Dee’s Grilled Coconut Shrimp
A unique, quick and delicious coconut shrimp without the frying!
What you’ll need:
½ cup organic coconut milk
¼ cup light brown sugar
2 Tablespoons honey whiskey or spiced rum
1 Tablespoon freshly squeezed lime juice
1 pound jumbo shrimp or prawns, peeled and deveined
1 Tablespoon of shredded unsweetened coconut
Thin wooden skewers soaked in water for 1 hour before use
- Combine coconut milk, brown sugar, whiskey (or rum), and lime juice in a large bowl. Whisk until sugar is dissolved.
- Divide the mixture in half to use as both marinade and glaze.
- Add shrimp to a zip lock baggie or bowl. Pour the half of the mixture that is to be used for the marinade into the bag to cover the shrimp.

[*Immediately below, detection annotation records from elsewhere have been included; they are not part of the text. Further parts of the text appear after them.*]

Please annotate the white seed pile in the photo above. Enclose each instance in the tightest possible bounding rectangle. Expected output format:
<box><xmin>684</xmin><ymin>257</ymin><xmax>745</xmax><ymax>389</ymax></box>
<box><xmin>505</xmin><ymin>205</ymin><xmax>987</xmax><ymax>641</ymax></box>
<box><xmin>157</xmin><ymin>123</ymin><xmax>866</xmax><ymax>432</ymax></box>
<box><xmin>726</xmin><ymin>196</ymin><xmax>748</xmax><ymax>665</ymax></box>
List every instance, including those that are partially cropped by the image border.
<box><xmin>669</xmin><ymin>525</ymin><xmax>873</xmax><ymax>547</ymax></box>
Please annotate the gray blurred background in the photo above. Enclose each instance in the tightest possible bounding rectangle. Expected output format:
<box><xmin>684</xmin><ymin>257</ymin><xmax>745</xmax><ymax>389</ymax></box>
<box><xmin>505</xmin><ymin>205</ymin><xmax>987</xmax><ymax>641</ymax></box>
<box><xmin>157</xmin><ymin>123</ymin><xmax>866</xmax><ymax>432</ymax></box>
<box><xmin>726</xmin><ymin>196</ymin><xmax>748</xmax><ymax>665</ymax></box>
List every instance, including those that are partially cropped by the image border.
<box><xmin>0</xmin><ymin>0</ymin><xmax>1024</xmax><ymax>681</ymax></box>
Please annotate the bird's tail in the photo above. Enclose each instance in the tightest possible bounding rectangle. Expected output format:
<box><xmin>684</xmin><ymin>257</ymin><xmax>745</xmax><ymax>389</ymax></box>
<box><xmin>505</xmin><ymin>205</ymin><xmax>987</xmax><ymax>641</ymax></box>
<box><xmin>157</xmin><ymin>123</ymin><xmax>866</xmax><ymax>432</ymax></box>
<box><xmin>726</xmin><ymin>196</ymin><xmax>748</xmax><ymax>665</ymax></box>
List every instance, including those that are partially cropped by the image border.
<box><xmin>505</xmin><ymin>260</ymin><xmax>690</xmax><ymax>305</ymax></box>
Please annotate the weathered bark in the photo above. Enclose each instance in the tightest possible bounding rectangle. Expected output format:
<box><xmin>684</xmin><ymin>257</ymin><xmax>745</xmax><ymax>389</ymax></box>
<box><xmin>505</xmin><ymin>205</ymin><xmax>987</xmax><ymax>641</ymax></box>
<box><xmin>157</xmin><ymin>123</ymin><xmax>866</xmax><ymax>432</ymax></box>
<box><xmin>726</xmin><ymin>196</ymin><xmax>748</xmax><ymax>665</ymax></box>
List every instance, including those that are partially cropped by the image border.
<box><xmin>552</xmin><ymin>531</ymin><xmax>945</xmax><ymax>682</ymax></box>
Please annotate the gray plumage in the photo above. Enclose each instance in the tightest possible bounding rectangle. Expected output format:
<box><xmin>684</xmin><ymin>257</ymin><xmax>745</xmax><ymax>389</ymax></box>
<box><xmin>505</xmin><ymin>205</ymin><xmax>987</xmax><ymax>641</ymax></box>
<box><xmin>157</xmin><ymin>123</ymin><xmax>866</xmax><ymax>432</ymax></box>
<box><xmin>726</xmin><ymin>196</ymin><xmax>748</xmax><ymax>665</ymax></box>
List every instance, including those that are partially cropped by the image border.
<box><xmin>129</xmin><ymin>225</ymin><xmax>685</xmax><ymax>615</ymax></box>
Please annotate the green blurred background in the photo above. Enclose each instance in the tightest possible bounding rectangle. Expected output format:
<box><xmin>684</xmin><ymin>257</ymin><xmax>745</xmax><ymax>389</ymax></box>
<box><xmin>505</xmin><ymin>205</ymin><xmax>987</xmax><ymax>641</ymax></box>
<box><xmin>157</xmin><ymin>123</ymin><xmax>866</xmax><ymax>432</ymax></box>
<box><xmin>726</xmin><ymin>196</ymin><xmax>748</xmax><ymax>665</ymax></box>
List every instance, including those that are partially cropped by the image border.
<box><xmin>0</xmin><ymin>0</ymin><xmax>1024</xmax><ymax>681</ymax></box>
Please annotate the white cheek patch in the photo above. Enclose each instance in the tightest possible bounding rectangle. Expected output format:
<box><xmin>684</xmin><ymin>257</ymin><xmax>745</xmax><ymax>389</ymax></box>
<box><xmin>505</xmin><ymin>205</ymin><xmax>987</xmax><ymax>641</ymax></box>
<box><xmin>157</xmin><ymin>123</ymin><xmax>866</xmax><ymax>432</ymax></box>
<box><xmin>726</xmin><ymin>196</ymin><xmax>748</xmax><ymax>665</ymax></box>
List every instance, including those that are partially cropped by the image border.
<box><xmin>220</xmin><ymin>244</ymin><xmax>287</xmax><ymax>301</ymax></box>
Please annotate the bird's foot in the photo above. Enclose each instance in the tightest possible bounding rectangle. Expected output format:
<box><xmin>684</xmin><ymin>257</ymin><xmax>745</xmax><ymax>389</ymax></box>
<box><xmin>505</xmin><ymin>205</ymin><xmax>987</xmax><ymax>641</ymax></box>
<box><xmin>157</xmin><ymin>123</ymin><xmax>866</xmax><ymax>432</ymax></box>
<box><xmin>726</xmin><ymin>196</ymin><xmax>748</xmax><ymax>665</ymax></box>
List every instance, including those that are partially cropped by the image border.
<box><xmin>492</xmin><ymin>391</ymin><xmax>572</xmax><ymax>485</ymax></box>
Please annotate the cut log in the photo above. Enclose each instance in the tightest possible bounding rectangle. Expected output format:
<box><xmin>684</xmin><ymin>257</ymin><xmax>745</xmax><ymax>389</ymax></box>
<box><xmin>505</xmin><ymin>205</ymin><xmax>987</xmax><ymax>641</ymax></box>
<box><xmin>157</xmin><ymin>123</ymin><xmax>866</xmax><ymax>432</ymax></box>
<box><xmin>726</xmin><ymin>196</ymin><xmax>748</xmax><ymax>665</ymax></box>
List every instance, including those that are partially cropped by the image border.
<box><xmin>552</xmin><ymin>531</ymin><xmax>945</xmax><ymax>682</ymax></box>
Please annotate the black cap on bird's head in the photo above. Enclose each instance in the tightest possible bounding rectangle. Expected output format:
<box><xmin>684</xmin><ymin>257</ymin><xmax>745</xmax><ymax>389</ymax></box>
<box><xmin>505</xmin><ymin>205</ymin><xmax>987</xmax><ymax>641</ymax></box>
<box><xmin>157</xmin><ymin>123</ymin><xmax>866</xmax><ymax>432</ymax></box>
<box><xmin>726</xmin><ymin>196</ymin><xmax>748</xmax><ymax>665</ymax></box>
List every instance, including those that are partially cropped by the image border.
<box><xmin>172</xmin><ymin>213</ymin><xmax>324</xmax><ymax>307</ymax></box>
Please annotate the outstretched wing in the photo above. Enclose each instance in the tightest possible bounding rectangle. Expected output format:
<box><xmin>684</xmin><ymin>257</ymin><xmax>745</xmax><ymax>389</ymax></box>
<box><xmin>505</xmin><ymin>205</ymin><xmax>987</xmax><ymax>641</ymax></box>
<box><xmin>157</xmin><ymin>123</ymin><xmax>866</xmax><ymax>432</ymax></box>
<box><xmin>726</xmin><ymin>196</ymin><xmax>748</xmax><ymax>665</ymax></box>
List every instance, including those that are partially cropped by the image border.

- Place in fridge for 1 hour.
- Start the glaze after the shrimp has been marinating for about 40 minutes
- Place the coconut milk mixture saved for the glaze in a small saucepan over low-medium heat. Bring to a simmer and stir constantly, until thickened slightly.
- Remove from heat.
- Remove shrimp from refrigerator and thread on skewers.
- Grill shrimp about 2 minutes on each side or until cooked through. DO NOT overcook the shrimp!
- Remove from grill and brush glaze on the shrimp
- Sprinkle coconut shreds on top of the shrimp and serve.